2. Le service Save Page Now d’Internet Archive : également doté de son extension, il vous permet non seulement de chercher une copie archivée d’une page si vous tombez sur une erreur 404, mais aussi d’archiver en 1 clic la page que vous consultez (et si besoin, tous ses liens sortants) dans la Wayback Machine. Cela évite d’encombrer votre disque dur, vous garantit de pouvoir la retrouver, peut être utile à d’autres gens et en plus, il y a plein d’autres fonctionnalités vraiment cool comme la cartographie de site…

3. Les outils de WebRecorder.io : derrière ce service, une communauté d’ingénieurs (dont Ilya Kremer) qui travaillait au départ sur l’idée de « browser-based archiving » c’est à dire d’archiver les sites en se basant sur la navigation d’un internaute. Plus besoin de cliquer sur les pages une à une, un outil comme archiveweb.page (toujours sous la forme d’une extension) vous permet d’enregistrer toute une session de navigation et de l’éditer après. Il y a aussi l’outillage nécessaire pour constituer une archive web avec Python pour les plus aventureux.

4. Hyphe : outil développé par le MediaLab de Sciences Po, il permet de constituer de véritables corpus web. Là, on entre quand même dans les outils plus spécifiques pour les chercheurs qui utilisent le web comme source de façon plus systématique.

5. Le BnF DataLab : si vraiment le web est votre sujet de recherche ou votre principale source, vous finirez sans doute par vous tourner vers des dispositifs plus institutionnels qui permettent d’entrer dans des partenariats avec les organismes en charge du dépôt légal de l’Internet : la BnF et l’Ina. Ceux-ci proposent des outils spécifiques pour naviguer dans les pétaoctets d’archives web amassées depuis plusieurs dizaines d’années, par exemple – sur certains corpus – la recherche plein texte, l’analyse de la tendance d’un terme ou des métadonnées et statistiques diverses.
Dans le DataLab, suite aux travaux conduits dans le projet ResPaDon, il est possible d’utiliser Hyphe pour explorer le web archivé par la BnF. Certains projets accueillis en partenariat peuvent aussi bénéficier de collectes « à la demande », pour lesquelles bibliothécaires et chercheurs vont s’associer pour constituer ensemble un corpus pérenne à des fins de recherche.
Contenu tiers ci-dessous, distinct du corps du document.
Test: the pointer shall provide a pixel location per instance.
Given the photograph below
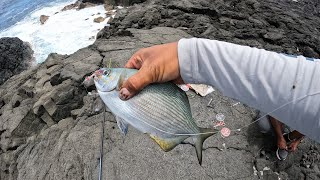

Il y en a donc pour tous les goûts, y compris pour les webmestres qui peuvent par exemple utiliser le service Arquivo404 pour proposer sur leur site un lien vers les archives web du Portugal quand la page est introuvable (pourquoi le Portugal me direz-vous, eh bien cette archive partage avec Internet Archive la caractéristique d’être en accès ouvert, là où la plupart des archives web institutionnelles, soumises aux conditions d’accès du dépôt légal, sont consultables uniquement sur place dans les établissements).